State v. Harrod, 200 Ariz. 309, 26 P.3d 492 (2001)
The defendant proved he had only one self-reported misdemeanor conviction from years before the offense. This was mitigating evidence, but its weight was not sufficiently substantial to call for leniency.
State v. Ring, 200 Ariz. 1139, 25 P.3d 717 (2001)
The Court agreed with the trial court that this circumstance existed but was insufficient to call for leniency. The Court noted that the defendant had no prior felony convictions, but did have two prior misdemeanor convictions for carrying a concealed weapon and for impersonating a public servant.
State v. Carlson, 202 Ariz. 570, 48 P.3d 1180 (2002)
The defendant had no prior criminal convictions. Her absence of criminal history was a non-statutory mitigator.
State v. Murdaugh, 209 Ariz 19, 97 P.3d 844 (2004) (Ring)
Murdaugh kidnapped and bludgeoned a stranger to death because he propositioned Murdaugh’s girlfriend. After murdering the victim, Murdaugh cut up the body, extracted the teeth, cut off the victim’s finger pads, and buried them all separately. He also sanitized and disposed of the victim’s van, and buried and destroyed other personal property owned by the victim. The court found that while Murdaugh had no prior criminal history, this had very little weight “in light of the nature and strength of the aggravating factors [F(1) & F(6)].”

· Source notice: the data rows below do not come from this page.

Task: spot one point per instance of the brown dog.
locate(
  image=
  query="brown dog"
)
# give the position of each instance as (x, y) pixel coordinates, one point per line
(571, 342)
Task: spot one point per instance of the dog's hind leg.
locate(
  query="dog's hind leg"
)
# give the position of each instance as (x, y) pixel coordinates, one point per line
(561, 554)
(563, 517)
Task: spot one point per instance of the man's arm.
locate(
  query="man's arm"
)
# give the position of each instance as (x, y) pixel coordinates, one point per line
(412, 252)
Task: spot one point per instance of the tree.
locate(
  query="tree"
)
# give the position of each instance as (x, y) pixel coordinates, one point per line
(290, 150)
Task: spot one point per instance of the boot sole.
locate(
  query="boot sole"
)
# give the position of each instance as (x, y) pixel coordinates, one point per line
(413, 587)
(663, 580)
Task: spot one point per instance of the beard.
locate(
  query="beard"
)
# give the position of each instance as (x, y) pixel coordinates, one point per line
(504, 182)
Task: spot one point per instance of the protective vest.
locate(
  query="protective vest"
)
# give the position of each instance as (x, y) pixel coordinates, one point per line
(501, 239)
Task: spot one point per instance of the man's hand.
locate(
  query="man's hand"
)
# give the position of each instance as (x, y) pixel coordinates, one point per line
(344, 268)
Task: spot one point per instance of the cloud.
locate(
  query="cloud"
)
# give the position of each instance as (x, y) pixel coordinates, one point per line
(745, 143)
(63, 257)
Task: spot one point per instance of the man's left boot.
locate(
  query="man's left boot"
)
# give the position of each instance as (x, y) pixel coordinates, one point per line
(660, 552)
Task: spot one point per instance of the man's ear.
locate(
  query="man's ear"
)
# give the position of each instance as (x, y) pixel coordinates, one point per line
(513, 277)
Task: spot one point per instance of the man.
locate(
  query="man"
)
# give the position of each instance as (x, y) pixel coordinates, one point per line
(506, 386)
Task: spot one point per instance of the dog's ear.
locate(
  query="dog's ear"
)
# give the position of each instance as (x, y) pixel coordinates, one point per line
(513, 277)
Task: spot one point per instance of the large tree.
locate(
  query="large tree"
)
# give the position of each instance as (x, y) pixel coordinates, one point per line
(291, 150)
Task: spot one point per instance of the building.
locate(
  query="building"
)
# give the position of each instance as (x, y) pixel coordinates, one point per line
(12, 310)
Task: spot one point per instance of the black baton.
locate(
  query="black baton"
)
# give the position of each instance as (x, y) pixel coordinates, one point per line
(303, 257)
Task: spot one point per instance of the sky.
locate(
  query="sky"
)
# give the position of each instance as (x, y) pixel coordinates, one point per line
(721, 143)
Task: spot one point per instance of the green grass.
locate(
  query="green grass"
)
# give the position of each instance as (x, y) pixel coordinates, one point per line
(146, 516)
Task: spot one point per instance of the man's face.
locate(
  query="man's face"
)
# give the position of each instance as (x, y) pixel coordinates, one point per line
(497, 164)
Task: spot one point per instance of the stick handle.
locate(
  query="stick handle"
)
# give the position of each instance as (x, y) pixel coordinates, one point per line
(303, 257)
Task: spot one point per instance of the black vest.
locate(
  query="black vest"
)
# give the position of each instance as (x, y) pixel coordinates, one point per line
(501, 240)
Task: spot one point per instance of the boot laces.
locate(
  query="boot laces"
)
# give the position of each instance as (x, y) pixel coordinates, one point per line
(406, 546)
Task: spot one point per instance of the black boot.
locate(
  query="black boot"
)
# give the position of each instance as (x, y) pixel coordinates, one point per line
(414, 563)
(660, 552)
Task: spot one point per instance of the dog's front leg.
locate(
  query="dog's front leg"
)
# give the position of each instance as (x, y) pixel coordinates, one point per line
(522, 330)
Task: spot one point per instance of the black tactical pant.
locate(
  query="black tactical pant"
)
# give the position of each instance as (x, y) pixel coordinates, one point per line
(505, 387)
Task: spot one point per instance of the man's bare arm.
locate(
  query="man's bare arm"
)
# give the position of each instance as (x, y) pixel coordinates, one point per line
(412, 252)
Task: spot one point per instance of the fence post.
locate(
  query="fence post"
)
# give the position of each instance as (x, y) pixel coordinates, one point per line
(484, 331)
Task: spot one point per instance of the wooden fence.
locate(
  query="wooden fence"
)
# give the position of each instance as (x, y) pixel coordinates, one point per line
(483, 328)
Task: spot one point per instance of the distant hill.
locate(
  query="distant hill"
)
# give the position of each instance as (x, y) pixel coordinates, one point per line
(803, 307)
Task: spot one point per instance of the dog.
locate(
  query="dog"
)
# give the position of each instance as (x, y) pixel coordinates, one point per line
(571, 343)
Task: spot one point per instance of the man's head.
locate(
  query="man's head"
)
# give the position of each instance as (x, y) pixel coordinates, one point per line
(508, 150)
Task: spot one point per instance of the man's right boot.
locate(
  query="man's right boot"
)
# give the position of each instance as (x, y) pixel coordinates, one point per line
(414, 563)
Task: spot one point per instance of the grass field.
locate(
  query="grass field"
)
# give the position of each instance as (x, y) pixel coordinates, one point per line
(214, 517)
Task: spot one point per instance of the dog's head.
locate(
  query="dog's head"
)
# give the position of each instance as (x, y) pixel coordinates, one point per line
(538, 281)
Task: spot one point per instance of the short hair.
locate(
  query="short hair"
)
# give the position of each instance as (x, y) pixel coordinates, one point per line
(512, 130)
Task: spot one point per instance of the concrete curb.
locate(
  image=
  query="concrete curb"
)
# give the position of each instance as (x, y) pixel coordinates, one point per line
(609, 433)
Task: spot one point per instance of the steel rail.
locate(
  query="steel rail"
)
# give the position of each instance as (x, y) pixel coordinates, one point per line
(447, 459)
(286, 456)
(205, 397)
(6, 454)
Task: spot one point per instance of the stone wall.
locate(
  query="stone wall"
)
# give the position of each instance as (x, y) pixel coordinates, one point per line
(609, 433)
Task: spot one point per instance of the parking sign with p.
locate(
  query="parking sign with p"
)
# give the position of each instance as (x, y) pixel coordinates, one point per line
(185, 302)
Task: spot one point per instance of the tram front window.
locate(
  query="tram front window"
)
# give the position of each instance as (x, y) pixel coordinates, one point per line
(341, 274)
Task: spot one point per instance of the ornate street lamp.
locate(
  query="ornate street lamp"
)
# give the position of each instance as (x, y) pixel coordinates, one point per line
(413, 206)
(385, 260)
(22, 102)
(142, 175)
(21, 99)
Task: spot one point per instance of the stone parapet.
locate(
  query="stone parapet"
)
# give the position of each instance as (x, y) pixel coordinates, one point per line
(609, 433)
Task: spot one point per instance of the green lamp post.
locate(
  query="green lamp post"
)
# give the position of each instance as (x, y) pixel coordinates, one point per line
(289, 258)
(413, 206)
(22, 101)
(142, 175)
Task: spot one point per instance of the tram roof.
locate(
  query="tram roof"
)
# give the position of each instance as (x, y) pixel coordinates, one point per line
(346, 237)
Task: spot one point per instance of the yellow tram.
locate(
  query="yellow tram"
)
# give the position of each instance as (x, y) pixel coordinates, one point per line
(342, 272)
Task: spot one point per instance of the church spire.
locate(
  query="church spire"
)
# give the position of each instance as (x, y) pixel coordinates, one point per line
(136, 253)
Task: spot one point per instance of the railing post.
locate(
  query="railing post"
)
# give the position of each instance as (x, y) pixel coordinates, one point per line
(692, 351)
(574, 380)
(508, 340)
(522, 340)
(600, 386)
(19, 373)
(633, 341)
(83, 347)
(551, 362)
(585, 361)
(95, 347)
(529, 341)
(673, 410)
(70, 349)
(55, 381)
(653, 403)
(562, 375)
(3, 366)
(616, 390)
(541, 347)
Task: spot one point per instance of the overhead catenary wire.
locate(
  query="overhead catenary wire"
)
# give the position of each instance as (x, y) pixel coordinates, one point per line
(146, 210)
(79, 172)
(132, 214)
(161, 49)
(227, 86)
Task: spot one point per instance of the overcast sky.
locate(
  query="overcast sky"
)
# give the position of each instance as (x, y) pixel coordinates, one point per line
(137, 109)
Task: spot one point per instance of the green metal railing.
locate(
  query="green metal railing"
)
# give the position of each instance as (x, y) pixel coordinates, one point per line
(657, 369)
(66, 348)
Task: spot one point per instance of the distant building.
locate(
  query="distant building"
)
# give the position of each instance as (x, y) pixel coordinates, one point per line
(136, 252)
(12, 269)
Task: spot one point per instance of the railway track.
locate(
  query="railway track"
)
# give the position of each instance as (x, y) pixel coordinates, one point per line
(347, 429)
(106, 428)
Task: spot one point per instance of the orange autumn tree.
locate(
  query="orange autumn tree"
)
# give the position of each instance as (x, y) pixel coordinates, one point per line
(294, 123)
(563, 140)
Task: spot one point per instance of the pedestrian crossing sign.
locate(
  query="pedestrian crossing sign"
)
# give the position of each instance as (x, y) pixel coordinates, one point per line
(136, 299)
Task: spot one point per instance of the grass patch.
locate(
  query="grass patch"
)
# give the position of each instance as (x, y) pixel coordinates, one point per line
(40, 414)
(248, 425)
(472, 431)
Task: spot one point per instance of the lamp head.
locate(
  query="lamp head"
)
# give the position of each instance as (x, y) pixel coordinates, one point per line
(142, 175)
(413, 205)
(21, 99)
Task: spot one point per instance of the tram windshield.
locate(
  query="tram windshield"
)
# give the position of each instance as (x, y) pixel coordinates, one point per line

State v. (Richard J.) Glassel, 211 Ariz. 33, 116 P.3d 1193 (2005) Jury Trial/Indep. Review
The court found Glassel’s lack of a criminal history at age of 61, the age at which he committed the murders, was a non-statutory mitigating circumstance. However, the court found that this circumstance along with the other mitigation, was insufficiently substantial to call for leniency given that Glassel killed 2 and wounded three others in a planned shooting spree.
State v. Ellison, 213 Ariz. 116, 140 P.3d 899 (2006) Jury Trial/Indep. Review
Absence of genuine violence in Ellison’s prior convictions was considered only slight mitigation by the Court.
State v. (Eugene) Tucker (Tucker II), 215 Ariz. 298, 160 P.3d 177 (2007)
Although the defendant’s lack of a prior criminal record was compelling mitigation, the court found it was not sufficiently substantial to warrant leniency in light of the three aggravators remaining for Victim 1 and the two aggravators for Victims 2 and 3.
State v. (Fabio Evelio) Gomez, 2012 WL 6061679, 293 P.3d 495 (Ariz., 2012)
A defendant's lack of a prior felony conviction “is a mitigating circumstance, but entitled to little weight.” State v. Greene, 192 Ariz. 431, 442 ¶ 52, 967 P.2d 106, 117 (1998). Gomez kidnapped and sexually assaulted the victim and brutally bludgeoned her to death. The record does not reflect significant mitigating circumstances.